Design and construction
- Architect: William Allen

Los Angeles Historic-Cultural Monument
- Designated: April 27, 2007
- Reference no.: 867

= Mayfair Apartments (Los Angeles) =

Historic apartment complex in Hollywood, California. U.S.

Mayfair Apartments, also known as The Mayfair, is a historic apartment building located at 1760 North Wilcox Avenue in Hollywood, California. It was declared Los Angeles Historic-Cultural Monument No. 867 in 2007.

==History==
Mayfair Apartments was designed by William Allen and built by the Arthur Bard Company in 1925. The building’s post-construction renovations include: a neon rooftop sign added in 1933, addition of a manager’s office and modification of an adjacent staircase in 1933, alteration of the parapet in 1952, fire code compliance modifications in 1974, roof replaced in 1987, and interior units renovated in 2001.

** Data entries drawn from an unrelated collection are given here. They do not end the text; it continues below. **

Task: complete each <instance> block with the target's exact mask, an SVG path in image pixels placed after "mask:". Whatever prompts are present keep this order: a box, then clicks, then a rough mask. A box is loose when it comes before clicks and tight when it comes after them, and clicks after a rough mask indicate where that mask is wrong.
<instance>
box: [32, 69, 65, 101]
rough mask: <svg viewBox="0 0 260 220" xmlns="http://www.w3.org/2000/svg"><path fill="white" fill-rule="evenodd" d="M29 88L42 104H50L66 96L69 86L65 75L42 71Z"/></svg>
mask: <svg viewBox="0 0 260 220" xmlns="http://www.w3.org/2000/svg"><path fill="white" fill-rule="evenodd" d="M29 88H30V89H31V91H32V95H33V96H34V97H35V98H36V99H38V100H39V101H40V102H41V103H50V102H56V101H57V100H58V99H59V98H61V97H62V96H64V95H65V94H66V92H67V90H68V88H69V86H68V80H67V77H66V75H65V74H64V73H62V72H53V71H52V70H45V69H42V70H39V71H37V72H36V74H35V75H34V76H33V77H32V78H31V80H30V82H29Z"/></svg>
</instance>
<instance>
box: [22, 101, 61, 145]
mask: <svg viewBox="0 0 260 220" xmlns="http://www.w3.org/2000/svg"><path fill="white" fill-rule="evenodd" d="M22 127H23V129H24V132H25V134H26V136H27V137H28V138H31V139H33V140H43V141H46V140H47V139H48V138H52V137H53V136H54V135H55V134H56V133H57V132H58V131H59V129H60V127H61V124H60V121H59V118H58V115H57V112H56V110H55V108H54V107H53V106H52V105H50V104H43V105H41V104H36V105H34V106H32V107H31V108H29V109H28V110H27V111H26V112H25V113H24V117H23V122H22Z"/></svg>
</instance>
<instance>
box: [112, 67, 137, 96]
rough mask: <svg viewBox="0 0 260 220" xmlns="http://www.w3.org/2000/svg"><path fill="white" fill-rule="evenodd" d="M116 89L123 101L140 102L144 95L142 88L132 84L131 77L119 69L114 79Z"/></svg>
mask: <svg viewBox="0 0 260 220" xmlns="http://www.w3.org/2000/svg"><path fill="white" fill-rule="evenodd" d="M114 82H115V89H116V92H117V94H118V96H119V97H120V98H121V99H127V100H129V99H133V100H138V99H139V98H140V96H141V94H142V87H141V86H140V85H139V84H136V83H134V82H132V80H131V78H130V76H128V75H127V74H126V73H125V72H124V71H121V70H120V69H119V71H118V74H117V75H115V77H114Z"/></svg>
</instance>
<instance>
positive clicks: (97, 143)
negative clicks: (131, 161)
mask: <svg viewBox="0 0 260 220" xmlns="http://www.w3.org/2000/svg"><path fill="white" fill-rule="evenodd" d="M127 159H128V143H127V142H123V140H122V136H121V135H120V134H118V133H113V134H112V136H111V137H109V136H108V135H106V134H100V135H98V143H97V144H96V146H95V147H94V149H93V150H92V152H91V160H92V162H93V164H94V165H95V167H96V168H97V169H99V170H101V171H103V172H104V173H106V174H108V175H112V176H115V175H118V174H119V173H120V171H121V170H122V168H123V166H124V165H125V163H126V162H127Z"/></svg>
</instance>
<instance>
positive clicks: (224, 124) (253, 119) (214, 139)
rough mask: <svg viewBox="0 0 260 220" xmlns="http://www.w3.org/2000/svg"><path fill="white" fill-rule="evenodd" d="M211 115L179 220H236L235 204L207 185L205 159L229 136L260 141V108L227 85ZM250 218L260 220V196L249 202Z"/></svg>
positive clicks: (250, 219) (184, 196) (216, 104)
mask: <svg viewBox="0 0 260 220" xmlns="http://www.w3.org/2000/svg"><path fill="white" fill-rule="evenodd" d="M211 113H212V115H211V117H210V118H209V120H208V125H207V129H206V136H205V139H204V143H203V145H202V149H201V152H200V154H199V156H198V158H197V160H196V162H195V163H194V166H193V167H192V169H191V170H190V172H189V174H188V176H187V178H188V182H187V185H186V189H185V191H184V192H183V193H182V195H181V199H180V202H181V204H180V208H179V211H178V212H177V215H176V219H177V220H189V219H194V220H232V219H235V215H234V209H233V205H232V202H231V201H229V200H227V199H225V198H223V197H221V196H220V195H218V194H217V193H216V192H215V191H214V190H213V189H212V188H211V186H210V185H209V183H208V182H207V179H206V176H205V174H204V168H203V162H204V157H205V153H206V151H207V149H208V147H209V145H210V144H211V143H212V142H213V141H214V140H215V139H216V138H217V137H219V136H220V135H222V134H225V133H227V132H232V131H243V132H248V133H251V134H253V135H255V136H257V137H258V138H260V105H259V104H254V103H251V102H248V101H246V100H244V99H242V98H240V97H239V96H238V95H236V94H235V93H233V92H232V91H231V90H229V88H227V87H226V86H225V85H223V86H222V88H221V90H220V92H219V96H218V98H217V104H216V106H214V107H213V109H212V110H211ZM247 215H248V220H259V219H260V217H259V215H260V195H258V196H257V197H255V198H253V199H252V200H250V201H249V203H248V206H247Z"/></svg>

The building was declared Los Angeles Historic-Cultural Monument No. 867 on April 27, 2007.

==Architecture and design==
Mayfair Apartments is four stories in height and features a Romanesque Revival/Mediterranean Revival/Renaissance Revival design. It is “I” shaped in plan with courtyards on each side. The building’s interior features a double-loaded corridor on each floor and a lobby on the ground floor.

The building’s façade is rectangular and features two bays that flank a narrow center bay. The façade's base is horizontally oriented and features rusticated scored plaster. The center bay features an arched entry with a parapet with decorative cornice above. The façade also features recessed windows, fourth floor arched and paired windows with decorative columns, additional rectangular windows with projecting brick windowsills, variegated brickwork, an arched and stepped entrance flanked by decorative columns and relief detailing, decorative quoining, patterned panels, and additional spiraled columns. Shed roofs flank the central bay, with flat roofs beyond them.

The building also features a rooftop neon sign displaying the name “Mayfair”.